We get a lot of support tickets regarding slow and/or inaccessible writable directories. In just about every case, the culprit is the same — sessions. In this post, we’ll explain why storing sessions in writable storage can negatively affect your app’s performance and why Redis is the best alternative for session storage.
Important: By default, sessions are stored to
tmp/pagoda/sessions, which is mounted as a shared writable directory. This was done to provide a session store out of the box whenever an app is created. In the near future, shared writable directories will not be created unless specifically defined in the Boxfile and this form of session storage will no longer be the default.
What you should understand about writable storage is that it is network storage provided through a cluster manager. Most file operations such as read, write, create, and delete are passed directly through to underlying storage nodes. In these cases your cluster manager acts as a network router on top of a multi Gb/s network. The overhead is isolated entirely to network throughput, which in most cases, is negligible on a multi-gigabit backbone.
When session_start() is called within the php interpreter, a stat() file operation is called for the sole purpose of determining whether the session file has recently changed. stat() operations force your cluster manager to compare hash checksums with all nodes that may have a copy of that file. This operation will also trigger a self-heal algorithm if your cluster has reason to believe any two nodes are out of sync. While this has little, if any, impact on the underlying storage nodes, the time required for your web process to wait for a stat response can result in serious queuing delays. Multiply this by however many sessions are being created, whether by a surge in traffic or an aggressive bot, and these queueing delays quickly turn into timeouts and/or complete unresponsiveness. A network file system is no place for session storage.

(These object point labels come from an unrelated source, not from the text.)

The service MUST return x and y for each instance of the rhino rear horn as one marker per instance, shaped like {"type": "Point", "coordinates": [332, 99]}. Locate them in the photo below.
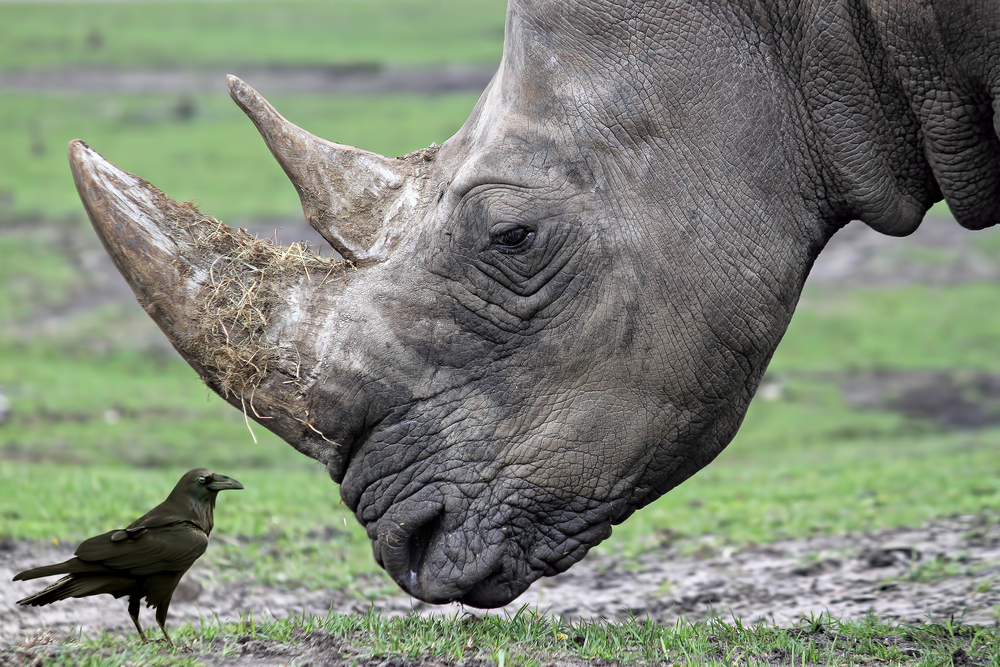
{"type": "Point", "coordinates": [360, 202]}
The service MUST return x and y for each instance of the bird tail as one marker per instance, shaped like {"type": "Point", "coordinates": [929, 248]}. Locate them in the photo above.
{"type": "Point", "coordinates": [75, 586]}
{"type": "Point", "coordinates": [46, 570]}
{"type": "Point", "coordinates": [71, 566]}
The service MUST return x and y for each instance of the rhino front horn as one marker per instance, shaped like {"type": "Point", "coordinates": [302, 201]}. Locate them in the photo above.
{"type": "Point", "coordinates": [242, 311]}
{"type": "Point", "coordinates": [359, 201]}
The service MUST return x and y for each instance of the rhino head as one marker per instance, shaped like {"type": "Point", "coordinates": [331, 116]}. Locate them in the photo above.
{"type": "Point", "coordinates": [563, 311]}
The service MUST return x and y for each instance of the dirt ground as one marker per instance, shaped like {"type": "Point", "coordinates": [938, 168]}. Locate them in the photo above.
{"type": "Point", "coordinates": [948, 568]}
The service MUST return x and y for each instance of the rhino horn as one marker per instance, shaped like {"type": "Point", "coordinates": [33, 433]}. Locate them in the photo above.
{"type": "Point", "coordinates": [233, 305]}
{"type": "Point", "coordinates": [359, 201]}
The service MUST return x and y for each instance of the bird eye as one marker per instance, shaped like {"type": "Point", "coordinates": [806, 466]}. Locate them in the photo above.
{"type": "Point", "coordinates": [513, 239]}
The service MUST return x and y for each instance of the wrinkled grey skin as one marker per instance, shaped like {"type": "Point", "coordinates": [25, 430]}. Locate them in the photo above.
{"type": "Point", "coordinates": [492, 401]}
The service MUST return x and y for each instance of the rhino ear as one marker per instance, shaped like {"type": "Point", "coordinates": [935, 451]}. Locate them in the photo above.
{"type": "Point", "coordinates": [360, 202]}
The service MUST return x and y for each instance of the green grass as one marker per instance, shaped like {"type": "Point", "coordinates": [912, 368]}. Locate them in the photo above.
{"type": "Point", "coordinates": [216, 157]}
{"type": "Point", "coordinates": [914, 327]}
{"type": "Point", "coordinates": [531, 639]}
{"type": "Point", "coordinates": [158, 34]}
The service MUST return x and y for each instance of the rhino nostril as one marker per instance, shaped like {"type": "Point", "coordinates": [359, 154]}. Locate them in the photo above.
{"type": "Point", "coordinates": [403, 537]}
{"type": "Point", "coordinates": [419, 540]}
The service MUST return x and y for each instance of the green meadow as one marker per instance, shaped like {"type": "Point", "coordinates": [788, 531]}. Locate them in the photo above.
{"type": "Point", "coordinates": [111, 422]}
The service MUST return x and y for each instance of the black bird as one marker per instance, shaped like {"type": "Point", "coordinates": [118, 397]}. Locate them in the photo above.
{"type": "Point", "coordinates": [148, 558]}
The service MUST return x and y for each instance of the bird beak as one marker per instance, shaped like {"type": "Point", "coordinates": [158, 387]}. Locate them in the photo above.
{"type": "Point", "coordinates": [221, 483]}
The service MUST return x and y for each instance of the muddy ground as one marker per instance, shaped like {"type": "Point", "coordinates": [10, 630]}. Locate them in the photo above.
{"type": "Point", "coordinates": [948, 568]}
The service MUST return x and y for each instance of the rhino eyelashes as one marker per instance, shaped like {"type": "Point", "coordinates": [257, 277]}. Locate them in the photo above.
{"type": "Point", "coordinates": [513, 240]}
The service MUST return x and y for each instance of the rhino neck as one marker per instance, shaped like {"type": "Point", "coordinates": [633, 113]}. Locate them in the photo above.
{"type": "Point", "coordinates": [897, 106]}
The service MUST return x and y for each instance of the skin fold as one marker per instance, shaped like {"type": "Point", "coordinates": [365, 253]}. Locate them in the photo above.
{"type": "Point", "coordinates": [564, 311]}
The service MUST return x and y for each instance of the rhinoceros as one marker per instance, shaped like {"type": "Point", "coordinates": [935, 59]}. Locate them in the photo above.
{"type": "Point", "coordinates": [562, 312]}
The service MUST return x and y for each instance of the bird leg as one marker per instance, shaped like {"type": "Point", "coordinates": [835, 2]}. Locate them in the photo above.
{"type": "Point", "coordinates": [133, 611]}
{"type": "Point", "coordinates": [161, 618]}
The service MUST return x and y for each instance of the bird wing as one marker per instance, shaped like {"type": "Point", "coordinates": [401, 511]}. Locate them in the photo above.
{"type": "Point", "coordinates": [165, 548]}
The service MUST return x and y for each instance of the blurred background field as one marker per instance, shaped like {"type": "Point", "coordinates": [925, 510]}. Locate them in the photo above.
{"type": "Point", "coordinates": [881, 407]}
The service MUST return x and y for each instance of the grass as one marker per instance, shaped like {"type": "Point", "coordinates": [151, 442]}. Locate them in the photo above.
{"type": "Point", "coordinates": [214, 157]}
{"type": "Point", "coordinates": [163, 34]}
{"type": "Point", "coordinates": [531, 639]}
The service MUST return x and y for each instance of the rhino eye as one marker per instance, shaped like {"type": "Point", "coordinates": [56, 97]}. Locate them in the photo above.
{"type": "Point", "coordinates": [513, 239]}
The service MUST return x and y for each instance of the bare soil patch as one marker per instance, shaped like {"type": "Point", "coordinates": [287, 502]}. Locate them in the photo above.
{"type": "Point", "coordinates": [946, 569]}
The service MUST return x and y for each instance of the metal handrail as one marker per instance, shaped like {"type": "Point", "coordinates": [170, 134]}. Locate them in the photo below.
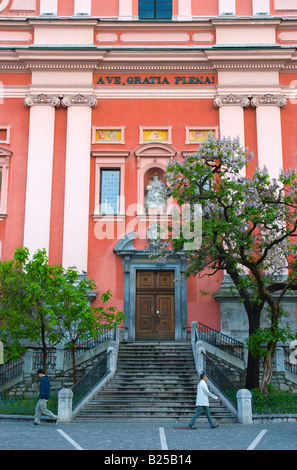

In-memory cache engines, like Memcached or Redis, are better suited to serve the role of a session store in a distributed environment. Out of the box, performance is significantly better and you don’t have to worry about the stat() overhead of a network file-store. Out of the two, we recommend using Redis over Memcached. The performance difference is negligible, but Redis routinely persists to disk, maintaining a certain level of data persistence in the event of an outage. Luckily, configuring your app to use Redis as a native PHP session-store is extremely simple.
Using Redis as a Session-Store on Pagoda Box
To start storing native PHP sessions in Redis, add a Redis component to your app and add the following to your Boxfile:
Note: if you have more than one Redis component in your application, the port will increment up from 6379.
Deploy the changes and and enjoy faster, more stable session storage. It’s really that simple.